One of the dirty little secrets of the computing industry is that staffing ratios are supported by Microsoft. It takes roughly one support person per forty desktops in Windows environments (one person-hour per working week wasted on coaxing balky software into doing its job, is a more accurate way of describing this), while large-scale UNIX desktop installations have staffing ratios between 1:200 and 1:1000. But bureaucratic politics is such that in any organization, an inefficient department with forty employees has far more clout, prestige, and (ultimately) money assigned to it than an efficient department of four ... because most managers are woefully inequipped to judge the relative merit of computing proposals and interpret human activity as productivity, rather than as evidence of inefficiency. We have therefore fallen into a situation where less efficient solutions competing in the marketplace are preferentially selected.

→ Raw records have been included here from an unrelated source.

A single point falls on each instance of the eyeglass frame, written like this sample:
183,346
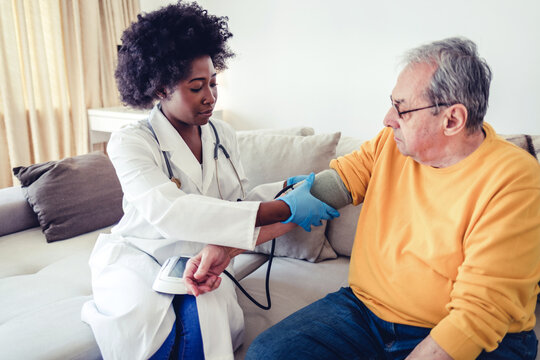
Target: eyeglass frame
401,113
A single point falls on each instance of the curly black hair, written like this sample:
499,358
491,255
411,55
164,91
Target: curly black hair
157,50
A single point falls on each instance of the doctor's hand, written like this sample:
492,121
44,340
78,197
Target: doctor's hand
202,271
307,210
295,179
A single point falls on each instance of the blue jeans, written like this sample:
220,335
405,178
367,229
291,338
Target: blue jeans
340,326
185,340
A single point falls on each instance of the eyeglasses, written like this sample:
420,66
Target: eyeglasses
400,113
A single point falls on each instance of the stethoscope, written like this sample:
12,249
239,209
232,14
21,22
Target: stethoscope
217,147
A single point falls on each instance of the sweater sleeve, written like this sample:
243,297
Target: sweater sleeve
496,285
356,168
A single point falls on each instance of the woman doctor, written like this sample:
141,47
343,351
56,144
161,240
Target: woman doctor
170,56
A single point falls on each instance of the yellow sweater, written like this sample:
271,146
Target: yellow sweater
455,249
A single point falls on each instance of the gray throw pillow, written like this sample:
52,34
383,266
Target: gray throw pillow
72,196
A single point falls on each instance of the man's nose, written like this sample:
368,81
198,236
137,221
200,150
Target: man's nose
390,118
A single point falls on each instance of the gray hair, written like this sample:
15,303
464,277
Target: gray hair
461,77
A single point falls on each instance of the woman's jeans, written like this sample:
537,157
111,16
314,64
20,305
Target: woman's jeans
340,326
184,340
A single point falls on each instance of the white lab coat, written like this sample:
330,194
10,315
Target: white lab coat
129,319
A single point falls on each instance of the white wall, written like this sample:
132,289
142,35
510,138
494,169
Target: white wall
332,64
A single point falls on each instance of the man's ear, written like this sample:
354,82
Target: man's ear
455,119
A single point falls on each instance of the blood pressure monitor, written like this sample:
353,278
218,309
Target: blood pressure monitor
170,279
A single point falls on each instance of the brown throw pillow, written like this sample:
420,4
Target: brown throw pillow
72,196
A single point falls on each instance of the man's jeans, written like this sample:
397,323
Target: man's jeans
184,340
340,326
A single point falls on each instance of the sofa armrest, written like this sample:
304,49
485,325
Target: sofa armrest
15,212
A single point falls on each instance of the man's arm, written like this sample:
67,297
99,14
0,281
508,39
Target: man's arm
428,349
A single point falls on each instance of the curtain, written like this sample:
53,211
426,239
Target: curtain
57,59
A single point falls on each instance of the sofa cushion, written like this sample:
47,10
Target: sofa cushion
529,143
15,212
297,130
341,231
269,158
74,195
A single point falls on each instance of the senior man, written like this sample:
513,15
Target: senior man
446,258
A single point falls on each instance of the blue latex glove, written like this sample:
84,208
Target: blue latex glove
296,179
307,210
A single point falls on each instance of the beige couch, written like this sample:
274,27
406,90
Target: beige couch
43,285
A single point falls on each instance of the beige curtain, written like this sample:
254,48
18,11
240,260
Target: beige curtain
57,59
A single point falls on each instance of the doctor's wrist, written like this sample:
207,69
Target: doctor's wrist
271,212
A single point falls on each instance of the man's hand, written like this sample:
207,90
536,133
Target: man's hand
428,349
202,271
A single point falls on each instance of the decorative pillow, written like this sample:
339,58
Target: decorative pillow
269,158
72,196
298,244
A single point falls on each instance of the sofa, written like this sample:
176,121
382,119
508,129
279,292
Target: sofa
44,273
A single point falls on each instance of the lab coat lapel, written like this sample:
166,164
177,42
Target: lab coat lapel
179,153
208,141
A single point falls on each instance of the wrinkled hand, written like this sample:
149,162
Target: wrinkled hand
296,179
307,210
202,271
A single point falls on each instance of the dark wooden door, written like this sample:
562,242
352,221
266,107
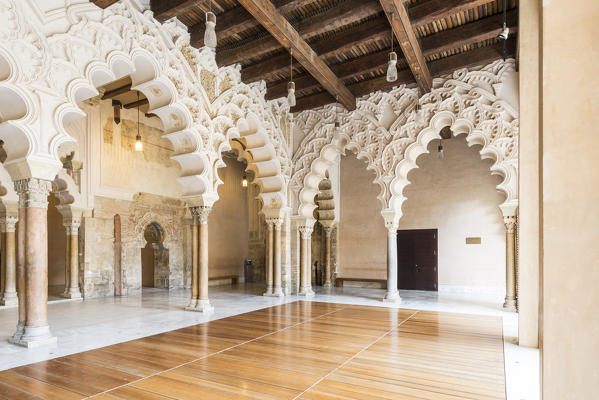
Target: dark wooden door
417,259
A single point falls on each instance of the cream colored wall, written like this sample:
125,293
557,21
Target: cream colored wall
362,232
570,200
228,223
458,196
150,171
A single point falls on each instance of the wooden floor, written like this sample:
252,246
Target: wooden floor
304,350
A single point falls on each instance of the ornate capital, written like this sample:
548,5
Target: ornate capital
277,222
306,231
510,223
72,225
33,192
203,213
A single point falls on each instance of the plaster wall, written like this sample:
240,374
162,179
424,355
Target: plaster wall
529,176
570,200
228,223
362,232
457,196
150,171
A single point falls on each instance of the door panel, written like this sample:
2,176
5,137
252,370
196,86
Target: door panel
417,259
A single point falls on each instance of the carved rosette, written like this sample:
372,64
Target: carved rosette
33,192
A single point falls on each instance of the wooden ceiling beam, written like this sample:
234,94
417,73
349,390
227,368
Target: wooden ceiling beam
237,20
402,27
345,70
376,29
347,13
326,48
479,56
281,29
465,35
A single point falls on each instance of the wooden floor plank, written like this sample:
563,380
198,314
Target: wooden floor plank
319,351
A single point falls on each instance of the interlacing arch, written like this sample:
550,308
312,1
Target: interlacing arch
384,132
201,106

[charlie, not having had a career in system adminstration, somewhat over simplifies. endless updating/patching/upgrading of N different favorite variants of a common unix derivative does not exactly support the nice 1/10 efficiency ratio he suggests. solaris shops, on the other hand, may support the argument better.]

9.14.2006

a big checkmark...

second episode of house, cane & able, ends with a moving ballad:
gravity
is working against me
and gravity
wants to bring me down

next morning, i see a new album in my neighbourhood starbucks:
continuum, by john mayer.

flipped it around. the fourth song is gravity.

ah. good stuff, i thought i may order it online. visited chapters-indigo, and found it under new and hot music.

i feel like a big demographic checkmark in someone's spreadsheet.

9.13.2006

recently noted quotes

So, when the intelligent design folks announce with great fanfare that the bacterial flagellum is too complex to be explained by natural selection...well, it's hard for evolutionary biologists to suppress yawns. -- joan roughgarden

the truth is, most people like clicking - they just hate waiting. -- marty neumeier [the brand gap]

growing up means creating a civilization that does the best for the most. -- david brin [ad astra, 2004]

to install adium, drag the duck to your applications folder. -- adium installer

there are a few experiences that those of us who are filthy rich with it just don't repeat, and bathing a cat while drinking peppermint schnapps comes to mind for reasons i'd rather not discuss right now. -- daniel gilbert [stumbling on happiness]

although often a useful writing technique, passive verbs also advance effects without cause, an immaculate conception. to speak of ends without means, agency without agents, actions without actors is contrary to clear thinking. -- edward tufte [beautiful evidence]

if a person is poorly, receives treatment to make him better, and then gets better, then no power of reasoning known to medical science can convince him that it may not have been the treatment that restored his health. -- peter medawar


9.12.2006

real sysadmins ...

have a way with their passwd files...

# cat >> /etc/passwd
z1:x:999999:999999:xanadu-z1:/tmp:/opt/extras/zoneshell
^D

[found it somewhere on softpanaroma. reminiscent of the
way real programmers write C programs...]

9.10.2006

one, one two, check, check...

blog check check, one two three... testing, testing...
[sun community blogs not picking up mine...]

[update: it picked up the test. will it pick the next one?]